Em 12 de junho de 1937, o oficial do Exército Português Artur Carlos de Barros Basto, conhecido por muitos como o ‘Dreyfus Português’, foi injustamente condenado por um tribunal militar antissemita e foi despojado da sua carreira militar. O Capitão Barros Basto foi condenado ao ostracismo, perdeu a sua pensão, cuidados de saúde e não foi mais autorizado a envergar o seu uniforme. O seu crime não declarado era que, apesar de oficialmente cristão, o Capitão Barros Basto, provinha de uma família de chamados “cristãos novos”, judeus que foram forçados a converter-se ao cristianismo no século XV, mas que secretamente re-aderiram ao judaísmo.

O Capitão Barros Basto esteve envolvido na Revolução que estabeleceu a República em Portugal em 1910 e foi a primeira pessoa a levantar a bandeira da nova República na cidade do Porto. Após a revolução, o interesse do Capitão Barros Basto num completo retorno ao judaísmo cresceu. Começou a aprender Hebraico, a estudar textos judaicos tendo acabado por retornar completamente à fé judaica. O Capitão Barros Basto construiu, incansavelmente, uma comunidade Judaica no Porto, em grande parte formada por outros cripto-Judeus, erigindo uma sinagoga e uma yeshivá, juntando muitas pessoas, não só do Porto, mas de todo Portugal, de volta para as ancestrais tradições judaicas.
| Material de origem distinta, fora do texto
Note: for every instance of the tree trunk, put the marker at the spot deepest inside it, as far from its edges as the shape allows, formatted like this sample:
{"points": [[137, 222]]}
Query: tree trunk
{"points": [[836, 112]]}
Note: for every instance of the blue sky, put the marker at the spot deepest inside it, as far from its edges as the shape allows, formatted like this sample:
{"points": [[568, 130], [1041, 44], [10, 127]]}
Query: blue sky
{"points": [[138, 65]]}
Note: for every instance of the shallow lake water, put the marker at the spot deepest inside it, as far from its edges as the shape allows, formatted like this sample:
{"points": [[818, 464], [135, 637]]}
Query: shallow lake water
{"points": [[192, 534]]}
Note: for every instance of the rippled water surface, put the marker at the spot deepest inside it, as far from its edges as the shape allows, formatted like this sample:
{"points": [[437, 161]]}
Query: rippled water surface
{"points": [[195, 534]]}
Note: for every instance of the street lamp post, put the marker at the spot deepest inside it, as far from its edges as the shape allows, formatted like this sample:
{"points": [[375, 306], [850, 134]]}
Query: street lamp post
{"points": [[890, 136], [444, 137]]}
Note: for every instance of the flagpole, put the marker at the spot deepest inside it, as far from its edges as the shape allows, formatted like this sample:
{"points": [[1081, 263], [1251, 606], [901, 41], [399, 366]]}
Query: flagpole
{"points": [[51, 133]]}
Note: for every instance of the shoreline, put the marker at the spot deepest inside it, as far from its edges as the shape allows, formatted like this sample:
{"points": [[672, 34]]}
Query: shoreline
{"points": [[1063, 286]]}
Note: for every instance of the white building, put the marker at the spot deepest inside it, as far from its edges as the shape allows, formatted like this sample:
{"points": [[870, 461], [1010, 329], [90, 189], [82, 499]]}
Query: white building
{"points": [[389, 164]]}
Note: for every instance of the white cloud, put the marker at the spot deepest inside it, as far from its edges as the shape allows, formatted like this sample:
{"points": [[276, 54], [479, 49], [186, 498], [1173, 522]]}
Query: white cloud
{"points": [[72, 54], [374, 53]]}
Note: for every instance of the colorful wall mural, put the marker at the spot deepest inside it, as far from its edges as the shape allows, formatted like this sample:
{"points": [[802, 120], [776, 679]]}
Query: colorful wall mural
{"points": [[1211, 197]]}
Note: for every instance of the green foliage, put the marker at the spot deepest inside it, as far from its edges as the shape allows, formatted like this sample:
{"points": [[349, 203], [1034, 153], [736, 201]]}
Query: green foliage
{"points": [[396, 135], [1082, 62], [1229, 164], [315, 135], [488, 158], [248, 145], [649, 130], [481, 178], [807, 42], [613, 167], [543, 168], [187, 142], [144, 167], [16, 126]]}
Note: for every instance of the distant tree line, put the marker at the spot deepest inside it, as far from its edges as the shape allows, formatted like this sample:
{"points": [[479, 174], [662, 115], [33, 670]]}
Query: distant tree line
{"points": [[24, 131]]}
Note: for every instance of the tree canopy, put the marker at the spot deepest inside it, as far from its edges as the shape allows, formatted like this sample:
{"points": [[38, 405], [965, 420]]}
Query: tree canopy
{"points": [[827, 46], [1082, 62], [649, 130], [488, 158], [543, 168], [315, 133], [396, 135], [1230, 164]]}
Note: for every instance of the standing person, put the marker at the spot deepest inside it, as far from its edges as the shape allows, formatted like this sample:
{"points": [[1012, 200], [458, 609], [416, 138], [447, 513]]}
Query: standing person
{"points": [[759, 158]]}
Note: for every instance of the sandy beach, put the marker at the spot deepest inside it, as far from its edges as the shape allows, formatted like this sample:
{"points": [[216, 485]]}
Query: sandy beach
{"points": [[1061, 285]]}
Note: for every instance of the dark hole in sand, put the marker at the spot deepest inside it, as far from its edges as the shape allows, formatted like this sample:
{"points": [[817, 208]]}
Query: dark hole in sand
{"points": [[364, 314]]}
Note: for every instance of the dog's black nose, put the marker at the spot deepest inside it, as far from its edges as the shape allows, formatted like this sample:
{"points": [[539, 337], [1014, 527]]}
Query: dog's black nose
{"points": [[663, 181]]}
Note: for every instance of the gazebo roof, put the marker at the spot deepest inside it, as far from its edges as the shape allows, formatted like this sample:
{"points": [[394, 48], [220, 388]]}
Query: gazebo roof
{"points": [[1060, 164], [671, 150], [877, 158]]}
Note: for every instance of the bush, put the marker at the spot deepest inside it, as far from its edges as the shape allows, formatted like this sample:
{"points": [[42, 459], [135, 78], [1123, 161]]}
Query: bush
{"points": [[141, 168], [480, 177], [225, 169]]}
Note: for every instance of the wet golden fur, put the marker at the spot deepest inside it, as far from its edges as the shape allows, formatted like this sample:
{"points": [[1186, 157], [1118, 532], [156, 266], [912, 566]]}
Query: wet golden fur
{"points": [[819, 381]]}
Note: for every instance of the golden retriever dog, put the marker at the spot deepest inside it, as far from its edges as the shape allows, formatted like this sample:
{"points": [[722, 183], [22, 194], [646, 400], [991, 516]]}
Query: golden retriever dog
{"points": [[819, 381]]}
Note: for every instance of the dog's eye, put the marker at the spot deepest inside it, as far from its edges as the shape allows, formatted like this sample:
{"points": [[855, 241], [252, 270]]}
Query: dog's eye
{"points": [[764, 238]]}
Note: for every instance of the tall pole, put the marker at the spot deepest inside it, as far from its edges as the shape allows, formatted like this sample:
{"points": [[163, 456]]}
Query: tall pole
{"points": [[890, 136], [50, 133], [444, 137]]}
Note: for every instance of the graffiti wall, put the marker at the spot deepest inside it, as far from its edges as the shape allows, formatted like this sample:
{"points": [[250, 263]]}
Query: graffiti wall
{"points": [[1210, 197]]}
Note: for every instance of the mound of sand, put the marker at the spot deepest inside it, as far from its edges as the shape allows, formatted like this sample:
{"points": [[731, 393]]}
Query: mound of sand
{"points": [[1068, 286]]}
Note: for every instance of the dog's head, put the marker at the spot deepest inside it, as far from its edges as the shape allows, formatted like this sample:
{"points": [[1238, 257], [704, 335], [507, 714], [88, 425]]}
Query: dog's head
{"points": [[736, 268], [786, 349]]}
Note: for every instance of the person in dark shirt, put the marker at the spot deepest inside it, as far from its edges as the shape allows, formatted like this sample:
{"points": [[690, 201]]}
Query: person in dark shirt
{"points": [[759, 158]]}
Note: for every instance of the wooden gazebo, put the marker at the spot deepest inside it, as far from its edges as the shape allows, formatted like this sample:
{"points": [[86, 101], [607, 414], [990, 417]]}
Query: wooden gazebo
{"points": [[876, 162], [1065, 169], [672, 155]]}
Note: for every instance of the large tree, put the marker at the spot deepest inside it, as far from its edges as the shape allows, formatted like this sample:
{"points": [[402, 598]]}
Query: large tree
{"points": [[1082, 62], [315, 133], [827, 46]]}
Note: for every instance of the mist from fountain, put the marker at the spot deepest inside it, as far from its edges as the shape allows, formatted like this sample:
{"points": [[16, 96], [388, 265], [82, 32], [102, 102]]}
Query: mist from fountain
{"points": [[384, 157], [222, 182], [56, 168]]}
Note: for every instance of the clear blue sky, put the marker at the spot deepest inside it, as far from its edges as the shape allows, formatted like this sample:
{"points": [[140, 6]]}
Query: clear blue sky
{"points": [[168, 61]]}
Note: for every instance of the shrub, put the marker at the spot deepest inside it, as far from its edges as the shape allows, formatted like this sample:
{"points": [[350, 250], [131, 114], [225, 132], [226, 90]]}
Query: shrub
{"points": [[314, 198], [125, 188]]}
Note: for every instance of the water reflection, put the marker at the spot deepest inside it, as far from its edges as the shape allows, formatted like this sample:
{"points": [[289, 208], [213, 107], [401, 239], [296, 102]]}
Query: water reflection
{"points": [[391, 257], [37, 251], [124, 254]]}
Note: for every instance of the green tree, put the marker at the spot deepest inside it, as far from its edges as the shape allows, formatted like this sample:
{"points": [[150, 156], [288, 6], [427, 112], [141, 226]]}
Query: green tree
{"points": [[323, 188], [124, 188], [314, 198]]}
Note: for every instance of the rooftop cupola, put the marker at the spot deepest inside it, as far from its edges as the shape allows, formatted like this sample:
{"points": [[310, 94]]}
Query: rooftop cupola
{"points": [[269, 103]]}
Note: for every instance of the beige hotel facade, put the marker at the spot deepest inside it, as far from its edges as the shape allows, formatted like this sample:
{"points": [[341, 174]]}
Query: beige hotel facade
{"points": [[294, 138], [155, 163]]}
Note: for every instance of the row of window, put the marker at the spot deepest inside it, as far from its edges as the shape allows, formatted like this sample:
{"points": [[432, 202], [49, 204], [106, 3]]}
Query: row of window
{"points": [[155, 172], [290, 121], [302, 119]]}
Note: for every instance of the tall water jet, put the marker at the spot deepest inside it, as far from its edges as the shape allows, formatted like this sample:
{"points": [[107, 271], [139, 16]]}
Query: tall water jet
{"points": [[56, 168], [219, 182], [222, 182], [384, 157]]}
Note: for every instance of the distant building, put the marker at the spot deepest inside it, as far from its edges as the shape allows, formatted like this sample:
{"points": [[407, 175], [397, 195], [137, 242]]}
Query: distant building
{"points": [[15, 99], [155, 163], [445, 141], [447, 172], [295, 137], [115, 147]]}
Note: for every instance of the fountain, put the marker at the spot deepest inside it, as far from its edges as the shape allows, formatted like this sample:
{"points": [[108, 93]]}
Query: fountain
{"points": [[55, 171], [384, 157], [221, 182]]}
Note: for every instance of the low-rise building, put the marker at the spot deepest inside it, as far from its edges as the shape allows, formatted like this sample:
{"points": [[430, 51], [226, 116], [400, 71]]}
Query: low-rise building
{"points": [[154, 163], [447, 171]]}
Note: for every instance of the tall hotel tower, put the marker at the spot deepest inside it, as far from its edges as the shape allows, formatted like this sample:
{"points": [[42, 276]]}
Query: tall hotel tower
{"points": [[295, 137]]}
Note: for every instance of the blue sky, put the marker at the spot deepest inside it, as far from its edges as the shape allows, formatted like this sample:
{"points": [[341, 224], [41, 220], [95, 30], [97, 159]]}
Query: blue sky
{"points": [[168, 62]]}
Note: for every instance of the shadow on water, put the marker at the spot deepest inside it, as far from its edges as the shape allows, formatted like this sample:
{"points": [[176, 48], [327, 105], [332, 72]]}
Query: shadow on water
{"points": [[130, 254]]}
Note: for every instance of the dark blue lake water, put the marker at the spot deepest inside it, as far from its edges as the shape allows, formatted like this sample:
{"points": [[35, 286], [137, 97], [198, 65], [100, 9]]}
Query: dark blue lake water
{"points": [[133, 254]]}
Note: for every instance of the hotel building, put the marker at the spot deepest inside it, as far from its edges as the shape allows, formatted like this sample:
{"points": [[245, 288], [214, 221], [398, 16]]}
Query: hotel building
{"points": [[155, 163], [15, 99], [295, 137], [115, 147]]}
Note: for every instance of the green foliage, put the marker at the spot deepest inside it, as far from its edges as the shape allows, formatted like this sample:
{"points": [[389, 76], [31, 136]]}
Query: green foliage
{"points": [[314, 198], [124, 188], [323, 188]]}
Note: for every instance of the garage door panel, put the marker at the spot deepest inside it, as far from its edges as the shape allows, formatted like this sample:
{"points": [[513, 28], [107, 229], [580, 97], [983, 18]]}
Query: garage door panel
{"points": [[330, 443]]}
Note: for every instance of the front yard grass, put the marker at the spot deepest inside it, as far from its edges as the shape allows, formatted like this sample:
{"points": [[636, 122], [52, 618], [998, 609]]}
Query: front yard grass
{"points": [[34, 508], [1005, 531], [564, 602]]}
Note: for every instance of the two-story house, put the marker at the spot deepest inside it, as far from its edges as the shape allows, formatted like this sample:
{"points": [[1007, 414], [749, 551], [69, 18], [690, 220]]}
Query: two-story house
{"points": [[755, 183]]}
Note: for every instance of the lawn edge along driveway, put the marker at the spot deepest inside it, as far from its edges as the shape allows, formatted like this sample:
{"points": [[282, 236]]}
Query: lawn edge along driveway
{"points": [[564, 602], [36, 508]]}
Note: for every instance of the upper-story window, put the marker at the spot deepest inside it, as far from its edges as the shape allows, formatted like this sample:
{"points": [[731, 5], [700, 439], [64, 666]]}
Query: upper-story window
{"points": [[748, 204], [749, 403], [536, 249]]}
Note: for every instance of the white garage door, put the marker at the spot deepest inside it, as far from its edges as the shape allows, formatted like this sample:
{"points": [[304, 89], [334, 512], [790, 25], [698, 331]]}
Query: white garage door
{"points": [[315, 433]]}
Provavelmente foi isso, mais do que qualquer outra coisa, que levantou a ira das autoridades portuguesas, que procuraram impedir o seu trabalho e expulsá-lo do Exercito. Ainda hoje, o legado do crime feito contra Barros Basto perdura. Recentemente, as Forças Armadas Portugueses juntaram-se à Assembleia da República solicitando ao Governo uma reintegração simbólica no Exército de Barros Basto, “de nenhuma maneira em uma categoria mais baixa do que a pessoa em questão teria direito se não tivesse sido demitido”.

A questão do Capitão Barros Basto é simbólica da longa e complexa história dos judeus de Portugal, especialmente os episódios negros em torno da Inquisição com a sua expulsão em massa e as conversões forçadas dos Judeus Portugueses.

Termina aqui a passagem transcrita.